Australia’s oldest literary society marks 125th anniversary

Australia’s oldest literary society marks 125th anniversary


A century after the founding of the literary community, the Victorian Writers’ Association has marked its 125th anniversary by launching its most celebrated event.

The annual convention has been held for more than 100 years in the city of Melbourne, with a total of 600,000 attendees attending at different times over the last century.

While the annual gathering of writers will no doubt be the focus of most Victorian writers who celebrate their 125th, a new celebration was launched at the association’s new campus, featuring its inaugural event, The Birthday of the Writer, this week.

The theme of this year’s event is “50 Years of Writing”, and is intended as a unique way to celebrate the great literary community as it stands today.

The birthday is celebrated as one of the more appropriate times to mark the founding of the literary community, when writers were born in the year 1900 to a generation of writers like Robert Burns and Henry James.

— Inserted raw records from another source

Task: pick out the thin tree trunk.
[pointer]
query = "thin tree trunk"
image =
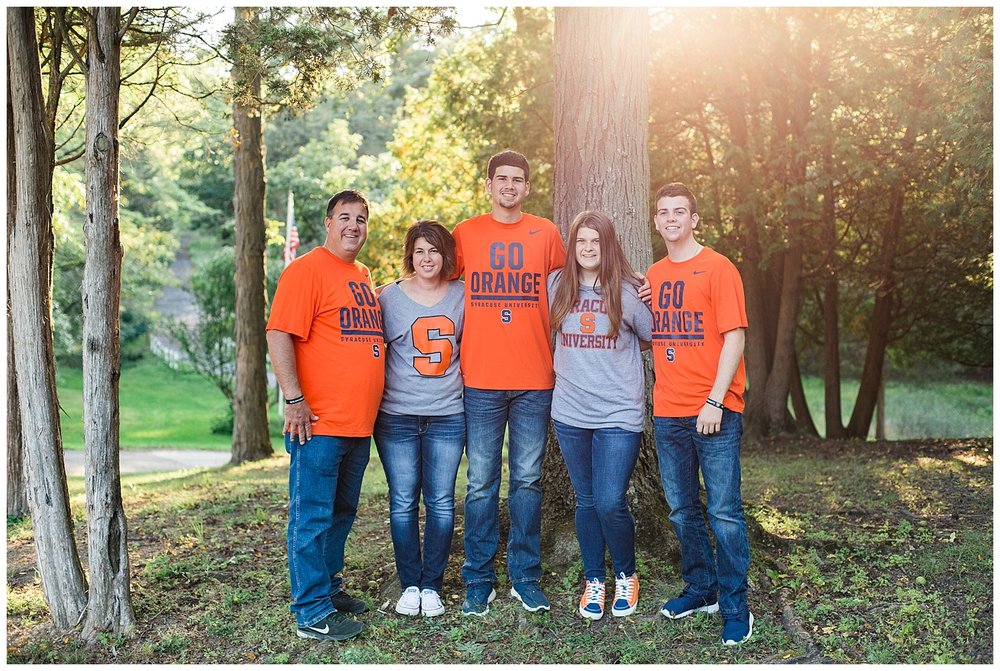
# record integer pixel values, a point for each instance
(251, 439)
(831, 311)
(881, 322)
(803, 416)
(779, 381)
(109, 604)
(30, 264)
(601, 163)
(17, 497)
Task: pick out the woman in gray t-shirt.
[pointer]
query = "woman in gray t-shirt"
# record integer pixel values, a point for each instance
(598, 402)
(420, 428)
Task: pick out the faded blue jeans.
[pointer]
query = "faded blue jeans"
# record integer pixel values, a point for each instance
(526, 415)
(682, 451)
(420, 454)
(324, 483)
(600, 464)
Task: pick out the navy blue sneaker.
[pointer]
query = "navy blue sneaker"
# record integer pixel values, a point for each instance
(688, 603)
(738, 629)
(478, 598)
(530, 595)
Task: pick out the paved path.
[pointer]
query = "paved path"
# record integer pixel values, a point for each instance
(148, 461)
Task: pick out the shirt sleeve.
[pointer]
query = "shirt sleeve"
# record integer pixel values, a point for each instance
(639, 317)
(296, 301)
(459, 256)
(728, 298)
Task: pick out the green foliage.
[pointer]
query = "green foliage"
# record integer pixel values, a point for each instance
(160, 407)
(208, 343)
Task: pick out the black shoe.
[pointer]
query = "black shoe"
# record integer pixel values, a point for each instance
(334, 627)
(345, 603)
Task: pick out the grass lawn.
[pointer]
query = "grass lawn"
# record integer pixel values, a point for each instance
(160, 407)
(873, 552)
(933, 409)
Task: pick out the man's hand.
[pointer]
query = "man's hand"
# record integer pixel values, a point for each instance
(298, 421)
(645, 291)
(709, 420)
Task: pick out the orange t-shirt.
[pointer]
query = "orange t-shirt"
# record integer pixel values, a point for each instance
(329, 308)
(694, 303)
(506, 343)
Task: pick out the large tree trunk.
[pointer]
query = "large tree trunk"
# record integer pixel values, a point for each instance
(17, 497)
(601, 163)
(251, 439)
(29, 267)
(109, 607)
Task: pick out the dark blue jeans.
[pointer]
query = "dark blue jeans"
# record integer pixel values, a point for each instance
(600, 464)
(421, 454)
(526, 416)
(324, 483)
(682, 451)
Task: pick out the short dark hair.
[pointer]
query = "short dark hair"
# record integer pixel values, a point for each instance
(676, 189)
(511, 158)
(346, 196)
(436, 234)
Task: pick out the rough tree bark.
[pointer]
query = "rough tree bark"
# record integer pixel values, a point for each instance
(251, 439)
(29, 273)
(601, 162)
(17, 497)
(109, 606)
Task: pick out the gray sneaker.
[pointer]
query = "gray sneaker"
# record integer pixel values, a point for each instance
(334, 627)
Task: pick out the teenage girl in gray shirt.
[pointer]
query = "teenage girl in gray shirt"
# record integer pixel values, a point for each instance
(420, 428)
(598, 402)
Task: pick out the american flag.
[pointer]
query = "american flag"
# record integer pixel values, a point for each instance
(292, 243)
(291, 231)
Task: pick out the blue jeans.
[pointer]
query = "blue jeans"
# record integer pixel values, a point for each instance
(324, 483)
(421, 454)
(681, 451)
(526, 415)
(600, 463)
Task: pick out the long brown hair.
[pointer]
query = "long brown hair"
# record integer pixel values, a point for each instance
(614, 270)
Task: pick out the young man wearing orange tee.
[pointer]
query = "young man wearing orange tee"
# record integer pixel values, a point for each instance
(325, 339)
(506, 361)
(699, 321)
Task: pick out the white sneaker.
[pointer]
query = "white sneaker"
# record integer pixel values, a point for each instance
(430, 603)
(409, 601)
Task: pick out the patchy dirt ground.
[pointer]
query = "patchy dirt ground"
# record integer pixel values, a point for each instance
(862, 552)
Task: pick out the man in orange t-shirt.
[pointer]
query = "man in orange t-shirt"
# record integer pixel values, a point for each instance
(325, 339)
(507, 368)
(699, 320)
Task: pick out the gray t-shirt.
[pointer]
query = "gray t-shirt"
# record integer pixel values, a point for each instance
(422, 373)
(599, 380)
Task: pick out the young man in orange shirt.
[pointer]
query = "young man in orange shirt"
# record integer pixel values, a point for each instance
(699, 320)
(506, 360)
(325, 339)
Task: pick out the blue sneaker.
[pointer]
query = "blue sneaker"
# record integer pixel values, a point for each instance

In the Victorian writers’ world, writing was a way to explore the world around us and create novel concepts, while also developing skills in new areas of literature and technology, as the first two novels were about technology at the time.

For the new event, the association commissioned a panel of writers to reflect on how writing helped define 바카라사이트the modern literary world.

The 카지노 사이트panel included the writer and radio broad우리카지노caster Richard Gere, whose short story The Little Prince was included in last year’s inaugural event.

But this year’s panel was more experimental and considered “what happens when all the writing takes place in the digital age.”

An idea that had its genesis over 30 years ago.

The group of writers asked for writers of today “to write from the digital age rather than, well, it’s old age,” according to the organisers.

The panel also included Melbourne writer Sam Woodall, who has dedicated his life to creating new language for children’s texts, and who created the first-ever language that allows parents to read their children’s stories to their children on the go.

Mr Gere, the only known active and former member of the Victorian Writers’ Association to have died today, died at the age of 90 in June.

A selection of the inaugural event highlights the significance of the birthday.

“You could go to the funeral on Sunday morning and be on hand as many as two million people could be there to get to know their dead writer, their father and family member,” the group said.